Towards the end of the game when most people are getting tipsy, the man in front of me was highly intoxicated and kept leaning back and almost smashing into my face. I politely tapped him and asked him to sit down. He told me to be nice and I might get what I want. Red, I saw red. So I whisper to my date...I love drunk guys especially the ones who intimate and try to scare women. Apparently alcohol gave this asshole super hearing because he turned around and told me "you better be scared." I stood up and told him I was getting security. My DATE was totally silent and just followed me out. When we got a safe distance away and he was relatively sure he wasn't going to get punched in the face Camp Director exclaims "wow, you don't take any shit do you? I am more of a pacifist." Where is my knight in fucking shining armor? Put the bong down man and stand up for your lady!
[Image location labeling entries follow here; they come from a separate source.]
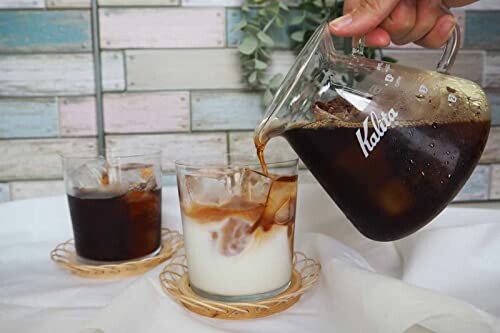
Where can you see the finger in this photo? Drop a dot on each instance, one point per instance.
(363, 18)
(378, 38)
(440, 33)
(458, 3)
(428, 11)
(401, 20)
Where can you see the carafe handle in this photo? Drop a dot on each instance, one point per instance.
(448, 57)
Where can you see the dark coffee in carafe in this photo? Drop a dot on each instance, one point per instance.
(407, 178)
(389, 177)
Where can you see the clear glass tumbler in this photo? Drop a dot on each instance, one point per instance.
(238, 226)
(115, 204)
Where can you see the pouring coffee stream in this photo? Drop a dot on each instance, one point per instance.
(391, 145)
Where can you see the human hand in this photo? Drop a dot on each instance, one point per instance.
(428, 23)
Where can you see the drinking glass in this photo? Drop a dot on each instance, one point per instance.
(238, 225)
(115, 204)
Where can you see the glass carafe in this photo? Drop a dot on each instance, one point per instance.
(392, 145)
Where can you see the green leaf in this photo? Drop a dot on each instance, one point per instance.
(267, 98)
(318, 3)
(280, 21)
(296, 20)
(265, 39)
(260, 65)
(298, 36)
(265, 53)
(240, 25)
(283, 6)
(264, 80)
(276, 81)
(389, 59)
(252, 78)
(248, 45)
(317, 19)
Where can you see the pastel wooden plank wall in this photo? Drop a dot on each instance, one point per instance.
(28, 118)
(39, 159)
(185, 28)
(171, 80)
(45, 31)
(173, 146)
(224, 110)
(146, 112)
(9, 4)
(41, 188)
(77, 116)
(57, 74)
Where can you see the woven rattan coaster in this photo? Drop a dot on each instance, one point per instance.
(175, 282)
(65, 256)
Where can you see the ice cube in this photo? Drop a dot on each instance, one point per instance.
(235, 237)
(136, 176)
(91, 174)
(286, 212)
(282, 190)
(255, 186)
(206, 187)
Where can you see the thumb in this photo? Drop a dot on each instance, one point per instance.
(361, 17)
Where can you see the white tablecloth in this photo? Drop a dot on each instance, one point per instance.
(457, 257)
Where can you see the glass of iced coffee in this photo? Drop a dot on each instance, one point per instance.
(115, 204)
(238, 225)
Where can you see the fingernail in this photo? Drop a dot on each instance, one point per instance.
(341, 22)
(447, 28)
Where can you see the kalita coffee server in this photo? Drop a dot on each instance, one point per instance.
(392, 145)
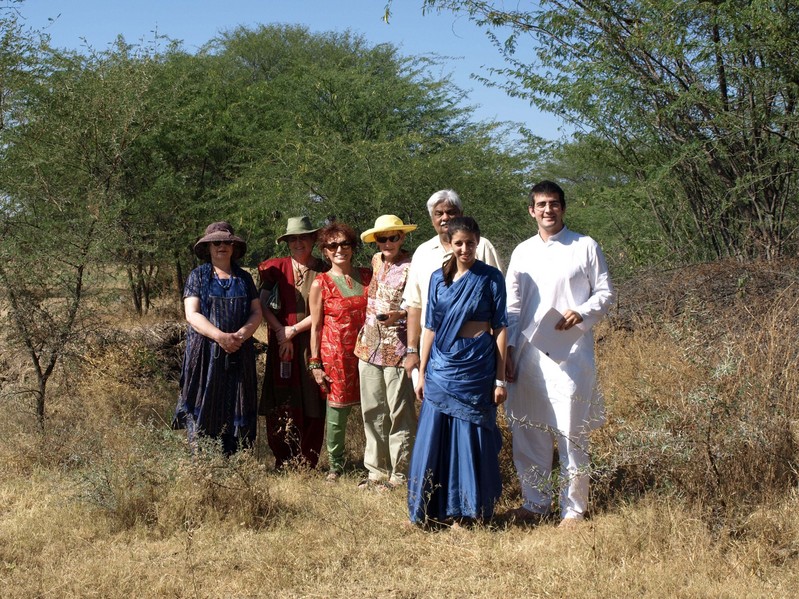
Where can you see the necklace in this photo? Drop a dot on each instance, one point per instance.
(224, 283)
(346, 278)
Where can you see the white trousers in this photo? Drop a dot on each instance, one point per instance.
(389, 421)
(533, 447)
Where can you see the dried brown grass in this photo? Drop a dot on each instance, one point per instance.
(695, 486)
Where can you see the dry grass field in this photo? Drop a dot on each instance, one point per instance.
(694, 482)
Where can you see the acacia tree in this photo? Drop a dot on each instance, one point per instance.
(63, 181)
(336, 127)
(699, 99)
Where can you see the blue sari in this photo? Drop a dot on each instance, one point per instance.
(454, 470)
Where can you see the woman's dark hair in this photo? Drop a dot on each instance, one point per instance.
(335, 229)
(464, 224)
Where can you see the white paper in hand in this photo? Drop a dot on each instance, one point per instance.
(551, 342)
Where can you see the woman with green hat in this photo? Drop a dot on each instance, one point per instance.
(290, 398)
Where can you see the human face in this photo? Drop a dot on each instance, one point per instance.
(300, 246)
(443, 212)
(547, 211)
(464, 246)
(338, 250)
(390, 245)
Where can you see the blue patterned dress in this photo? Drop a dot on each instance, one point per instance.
(218, 390)
(454, 471)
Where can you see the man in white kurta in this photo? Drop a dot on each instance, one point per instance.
(443, 206)
(561, 269)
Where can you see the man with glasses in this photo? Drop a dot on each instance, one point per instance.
(443, 206)
(553, 400)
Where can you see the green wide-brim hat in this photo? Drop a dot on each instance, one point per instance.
(298, 225)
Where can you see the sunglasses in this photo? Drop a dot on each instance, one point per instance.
(334, 245)
(392, 239)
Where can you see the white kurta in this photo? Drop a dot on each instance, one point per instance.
(427, 259)
(566, 272)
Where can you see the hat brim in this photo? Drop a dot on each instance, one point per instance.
(292, 233)
(368, 236)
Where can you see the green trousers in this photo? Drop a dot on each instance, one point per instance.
(336, 436)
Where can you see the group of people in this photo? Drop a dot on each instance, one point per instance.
(444, 327)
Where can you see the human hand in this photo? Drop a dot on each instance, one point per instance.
(510, 369)
(393, 317)
(230, 342)
(286, 350)
(420, 388)
(570, 318)
(500, 395)
(321, 379)
(411, 362)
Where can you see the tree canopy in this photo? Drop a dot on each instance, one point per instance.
(697, 99)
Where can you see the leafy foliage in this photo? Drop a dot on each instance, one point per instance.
(698, 99)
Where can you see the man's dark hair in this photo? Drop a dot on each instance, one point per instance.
(548, 188)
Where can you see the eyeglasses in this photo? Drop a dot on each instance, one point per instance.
(334, 245)
(392, 238)
(542, 206)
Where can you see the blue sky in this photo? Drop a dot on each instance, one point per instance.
(76, 23)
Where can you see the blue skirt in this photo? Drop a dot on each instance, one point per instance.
(454, 470)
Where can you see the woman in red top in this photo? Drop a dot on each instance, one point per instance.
(338, 308)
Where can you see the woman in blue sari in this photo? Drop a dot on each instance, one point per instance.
(454, 472)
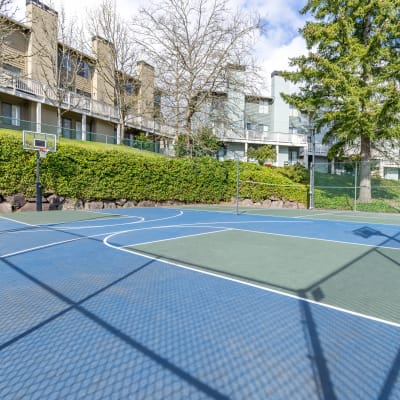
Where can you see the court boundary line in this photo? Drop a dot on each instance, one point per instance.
(16, 221)
(323, 305)
(322, 240)
(232, 211)
(220, 229)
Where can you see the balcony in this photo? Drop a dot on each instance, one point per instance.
(275, 138)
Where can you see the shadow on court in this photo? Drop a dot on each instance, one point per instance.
(79, 307)
(327, 388)
(276, 338)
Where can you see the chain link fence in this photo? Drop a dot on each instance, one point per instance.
(347, 185)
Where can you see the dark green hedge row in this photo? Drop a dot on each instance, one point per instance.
(91, 174)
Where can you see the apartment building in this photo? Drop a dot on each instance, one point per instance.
(39, 75)
(242, 120)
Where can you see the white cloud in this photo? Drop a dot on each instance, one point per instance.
(280, 42)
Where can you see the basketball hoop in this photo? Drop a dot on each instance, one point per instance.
(42, 151)
(42, 143)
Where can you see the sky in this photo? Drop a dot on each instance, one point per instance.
(272, 50)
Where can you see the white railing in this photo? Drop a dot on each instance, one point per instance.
(291, 139)
(20, 83)
(320, 149)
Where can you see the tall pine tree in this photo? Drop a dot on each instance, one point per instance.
(350, 79)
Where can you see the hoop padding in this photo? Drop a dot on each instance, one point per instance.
(39, 141)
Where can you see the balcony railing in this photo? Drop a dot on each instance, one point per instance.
(249, 136)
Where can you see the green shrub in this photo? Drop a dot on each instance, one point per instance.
(95, 173)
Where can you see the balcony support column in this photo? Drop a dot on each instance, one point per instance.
(38, 117)
(84, 127)
(277, 155)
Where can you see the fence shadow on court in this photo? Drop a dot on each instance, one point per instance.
(314, 323)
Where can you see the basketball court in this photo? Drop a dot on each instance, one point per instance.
(180, 303)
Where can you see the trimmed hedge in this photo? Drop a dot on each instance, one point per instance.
(93, 174)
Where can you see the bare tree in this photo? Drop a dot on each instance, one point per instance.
(7, 27)
(116, 60)
(191, 43)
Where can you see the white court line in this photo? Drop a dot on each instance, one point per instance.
(343, 310)
(322, 240)
(350, 219)
(220, 229)
(18, 222)
(44, 246)
(141, 219)
(311, 215)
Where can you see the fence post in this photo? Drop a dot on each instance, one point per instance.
(237, 184)
(355, 186)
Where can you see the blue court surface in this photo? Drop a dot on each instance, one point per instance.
(166, 303)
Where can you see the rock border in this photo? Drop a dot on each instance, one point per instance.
(52, 202)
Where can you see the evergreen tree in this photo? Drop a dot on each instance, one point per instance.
(350, 79)
(262, 153)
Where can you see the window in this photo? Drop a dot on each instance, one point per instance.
(264, 108)
(66, 128)
(129, 88)
(83, 93)
(11, 68)
(64, 60)
(11, 114)
(83, 69)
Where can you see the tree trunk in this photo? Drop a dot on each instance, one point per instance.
(59, 123)
(365, 171)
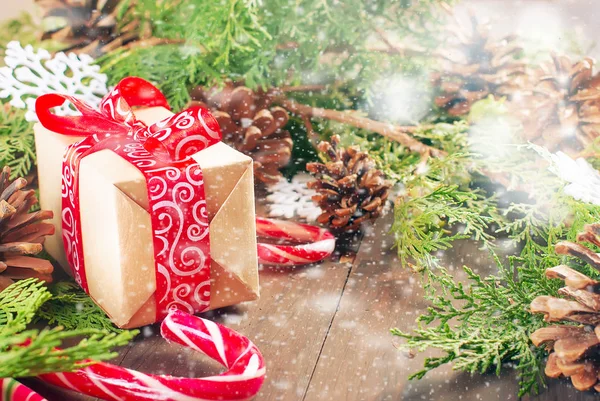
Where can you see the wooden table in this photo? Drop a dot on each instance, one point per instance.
(324, 332)
(324, 329)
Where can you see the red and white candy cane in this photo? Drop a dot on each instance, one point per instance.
(316, 243)
(242, 380)
(12, 390)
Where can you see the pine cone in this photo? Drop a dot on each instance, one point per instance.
(21, 233)
(86, 26)
(479, 67)
(251, 125)
(561, 111)
(574, 349)
(350, 189)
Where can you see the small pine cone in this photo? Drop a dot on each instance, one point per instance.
(251, 124)
(87, 26)
(21, 233)
(574, 350)
(561, 108)
(480, 67)
(350, 189)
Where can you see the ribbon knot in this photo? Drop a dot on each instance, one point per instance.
(174, 139)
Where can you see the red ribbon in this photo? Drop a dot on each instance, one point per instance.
(161, 152)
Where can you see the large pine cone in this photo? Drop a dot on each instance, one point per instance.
(478, 67)
(350, 189)
(561, 110)
(251, 124)
(21, 233)
(574, 350)
(86, 26)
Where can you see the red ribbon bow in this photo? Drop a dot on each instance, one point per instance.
(161, 152)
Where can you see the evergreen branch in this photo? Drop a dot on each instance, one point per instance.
(30, 352)
(71, 308)
(17, 145)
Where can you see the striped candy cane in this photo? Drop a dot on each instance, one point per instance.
(12, 390)
(316, 243)
(242, 380)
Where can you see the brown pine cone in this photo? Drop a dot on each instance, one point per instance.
(21, 233)
(251, 124)
(574, 350)
(86, 26)
(350, 189)
(561, 109)
(478, 66)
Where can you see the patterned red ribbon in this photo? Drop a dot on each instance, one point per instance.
(177, 204)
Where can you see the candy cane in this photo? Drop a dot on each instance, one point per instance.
(318, 242)
(242, 380)
(12, 390)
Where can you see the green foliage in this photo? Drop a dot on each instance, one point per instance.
(456, 321)
(28, 351)
(71, 308)
(471, 343)
(266, 42)
(17, 145)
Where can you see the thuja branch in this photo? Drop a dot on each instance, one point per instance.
(397, 133)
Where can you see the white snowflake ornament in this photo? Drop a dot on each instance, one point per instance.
(29, 74)
(293, 199)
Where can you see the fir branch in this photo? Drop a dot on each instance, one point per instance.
(30, 352)
(17, 145)
(472, 344)
(71, 308)
(270, 42)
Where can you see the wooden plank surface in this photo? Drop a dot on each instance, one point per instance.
(324, 331)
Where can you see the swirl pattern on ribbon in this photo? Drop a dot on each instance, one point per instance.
(175, 184)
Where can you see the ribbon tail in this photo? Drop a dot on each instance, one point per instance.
(89, 123)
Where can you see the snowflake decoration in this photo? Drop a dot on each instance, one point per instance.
(583, 180)
(29, 74)
(293, 199)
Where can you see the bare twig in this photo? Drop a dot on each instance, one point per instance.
(303, 88)
(400, 134)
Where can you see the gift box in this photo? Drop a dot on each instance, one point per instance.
(115, 223)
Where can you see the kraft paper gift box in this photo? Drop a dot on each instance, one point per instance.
(116, 226)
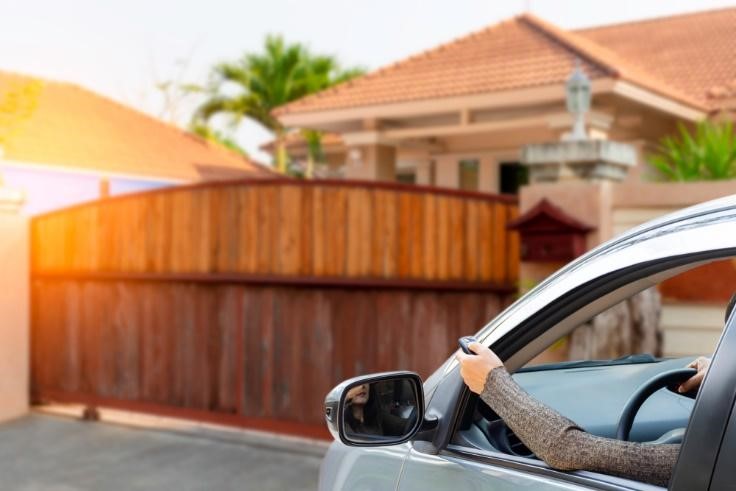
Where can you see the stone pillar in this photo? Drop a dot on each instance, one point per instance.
(374, 162)
(446, 172)
(14, 306)
(578, 177)
(488, 175)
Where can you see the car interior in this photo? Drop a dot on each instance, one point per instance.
(591, 393)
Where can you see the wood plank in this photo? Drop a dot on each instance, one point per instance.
(289, 227)
(485, 241)
(470, 251)
(499, 243)
(405, 235)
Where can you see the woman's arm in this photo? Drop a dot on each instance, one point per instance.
(555, 439)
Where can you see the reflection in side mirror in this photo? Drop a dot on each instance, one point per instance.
(382, 409)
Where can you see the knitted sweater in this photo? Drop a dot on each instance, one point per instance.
(565, 446)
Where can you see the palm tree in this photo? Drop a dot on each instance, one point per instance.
(264, 81)
(709, 153)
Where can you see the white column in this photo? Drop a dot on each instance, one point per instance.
(488, 175)
(14, 306)
(375, 162)
(423, 172)
(446, 172)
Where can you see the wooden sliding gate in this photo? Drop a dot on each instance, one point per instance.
(245, 302)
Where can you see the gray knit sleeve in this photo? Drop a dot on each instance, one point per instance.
(565, 446)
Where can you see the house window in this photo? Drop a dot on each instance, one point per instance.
(468, 175)
(513, 175)
(406, 177)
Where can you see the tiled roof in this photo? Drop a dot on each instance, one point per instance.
(526, 52)
(72, 127)
(693, 53)
(296, 140)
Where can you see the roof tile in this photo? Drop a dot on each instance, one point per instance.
(76, 128)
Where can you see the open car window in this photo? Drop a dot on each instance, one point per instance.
(611, 365)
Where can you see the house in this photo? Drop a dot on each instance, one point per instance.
(62, 144)
(457, 115)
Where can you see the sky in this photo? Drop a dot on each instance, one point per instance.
(124, 48)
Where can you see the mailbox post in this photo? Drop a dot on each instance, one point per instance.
(549, 235)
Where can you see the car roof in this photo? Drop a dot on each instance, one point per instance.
(697, 229)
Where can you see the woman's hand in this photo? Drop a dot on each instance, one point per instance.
(701, 364)
(475, 368)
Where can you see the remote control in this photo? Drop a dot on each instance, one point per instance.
(464, 342)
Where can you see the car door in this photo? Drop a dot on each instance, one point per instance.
(706, 460)
(591, 284)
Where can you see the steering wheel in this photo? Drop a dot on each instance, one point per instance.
(670, 378)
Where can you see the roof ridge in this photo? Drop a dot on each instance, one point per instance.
(395, 65)
(661, 18)
(109, 100)
(607, 59)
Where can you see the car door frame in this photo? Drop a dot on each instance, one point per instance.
(521, 325)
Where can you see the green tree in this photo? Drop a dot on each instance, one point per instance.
(264, 81)
(707, 154)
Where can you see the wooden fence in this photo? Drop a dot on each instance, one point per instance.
(245, 302)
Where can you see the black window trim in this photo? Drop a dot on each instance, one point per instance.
(594, 480)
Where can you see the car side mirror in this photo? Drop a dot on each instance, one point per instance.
(375, 410)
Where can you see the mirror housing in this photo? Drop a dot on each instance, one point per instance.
(393, 406)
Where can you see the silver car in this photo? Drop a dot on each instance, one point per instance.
(439, 436)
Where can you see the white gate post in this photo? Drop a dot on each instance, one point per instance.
(14, 306)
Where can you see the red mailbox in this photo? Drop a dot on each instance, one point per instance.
(548, 234)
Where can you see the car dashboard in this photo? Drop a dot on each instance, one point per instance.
(592, 395)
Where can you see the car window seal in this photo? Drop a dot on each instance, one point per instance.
(593, 480)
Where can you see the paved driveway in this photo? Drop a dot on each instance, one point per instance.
(42, 452)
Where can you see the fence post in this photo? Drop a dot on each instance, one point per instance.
(14, 306)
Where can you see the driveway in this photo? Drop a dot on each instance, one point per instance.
(42, 452)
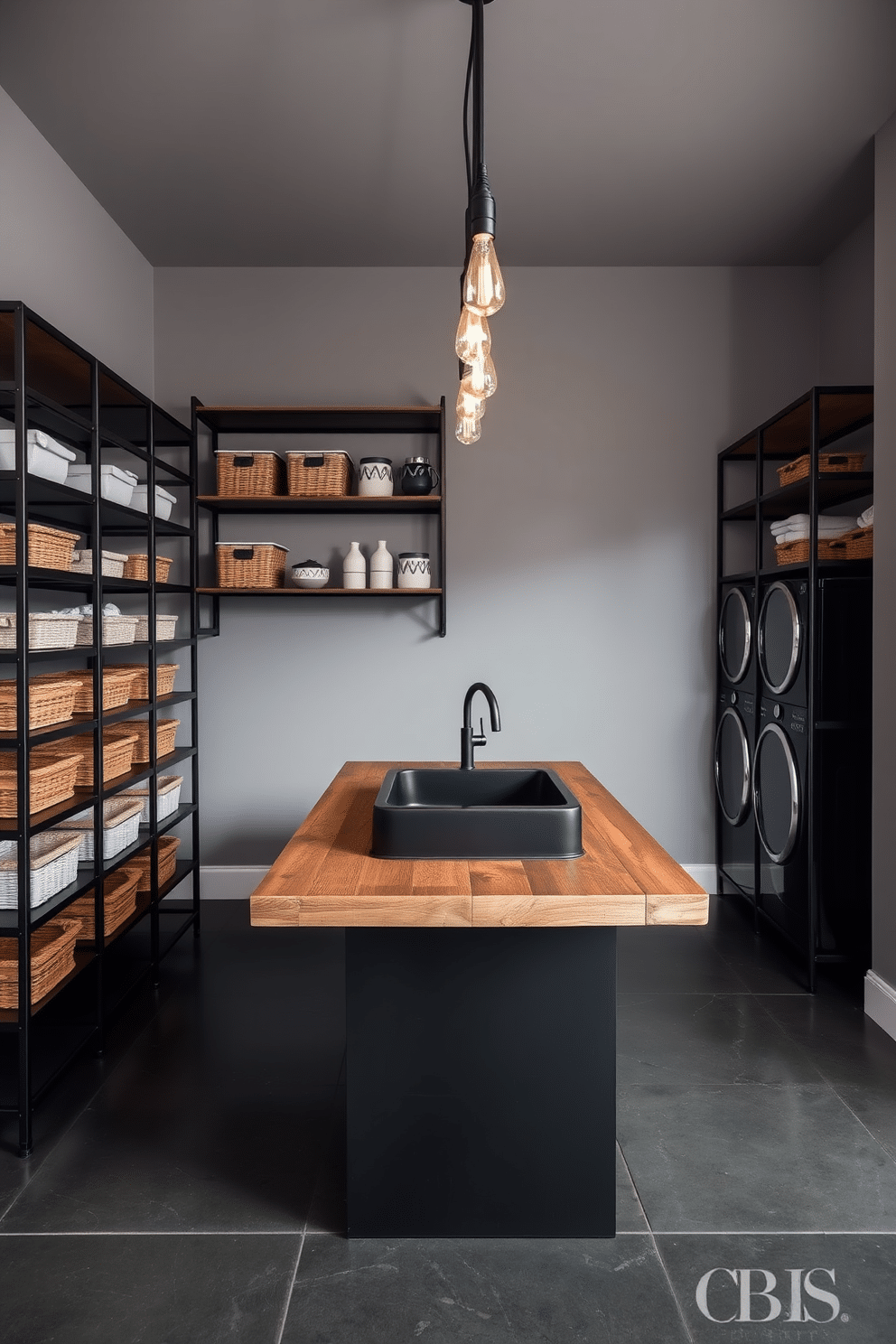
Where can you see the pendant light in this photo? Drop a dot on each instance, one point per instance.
(482, 284)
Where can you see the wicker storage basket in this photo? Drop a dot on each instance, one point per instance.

We leave the stadium and drive home into the gorgeous summer night. He tells me on the way that he had a cathartic experience taking Ecstasy a few weeks ago. It helped him get over a girl who dumped him for the third and final time. THEN he said he didn't like cheese of any kind. Not cheddar, gruyere, swiss, NONE. I don't know which is more disappointing. His drug habits or his dislike of the most perfect food known to man.

He has texted me about 5 times since then asking to see me again. Get your teeth whitened after rehab and maybe we'll talk.

Monday, August 17, 2009

Step 1 - Posting My Profile

Plato, Aristotle, Socrates and Me. This is my social experiment of online dating.

I am a 30 year old single girl who still believes in love. But I am also one bitter and cynical bitch.

I was driving around during my "lunch" break today and an idea popped into my head like a lightening bolt. I haven't had a good idea since the 9th grade. This is huge for me.

I just finished a book called "Waiter Rant" and have seen the previews for that "Julie & Julia" movie and I got to thinking...if I was going to write a blog...what would it be about?

What am I passionate about? Good at? Something that other people would find interesting?

Well MEN of course. Duh.

But how could I make the vague idea of MEN into a blog? I had written some blogs on a social website about some nightmarish dates few years ago and received a few LMFAO's (Although I first thought that was an insult of some kind. It took me about 4 months to figure out what it meant). And then it came to me. I am going to post a profile on a well known online dating site and write about my experiences.

I have 3 rules.
1. I will go out with anyone that asks. I will need to find them somewhat attractive. Either physically or intellectually.
2. I will meet them only in public places.
3. I will only go out with them ONCE.

I just posted my profile so wish me luck. It's a jungle of ugly men out there with their hands hovering over their mouse, just waiting to wink at a seemingly sweet girl like me. If they only knew my plan.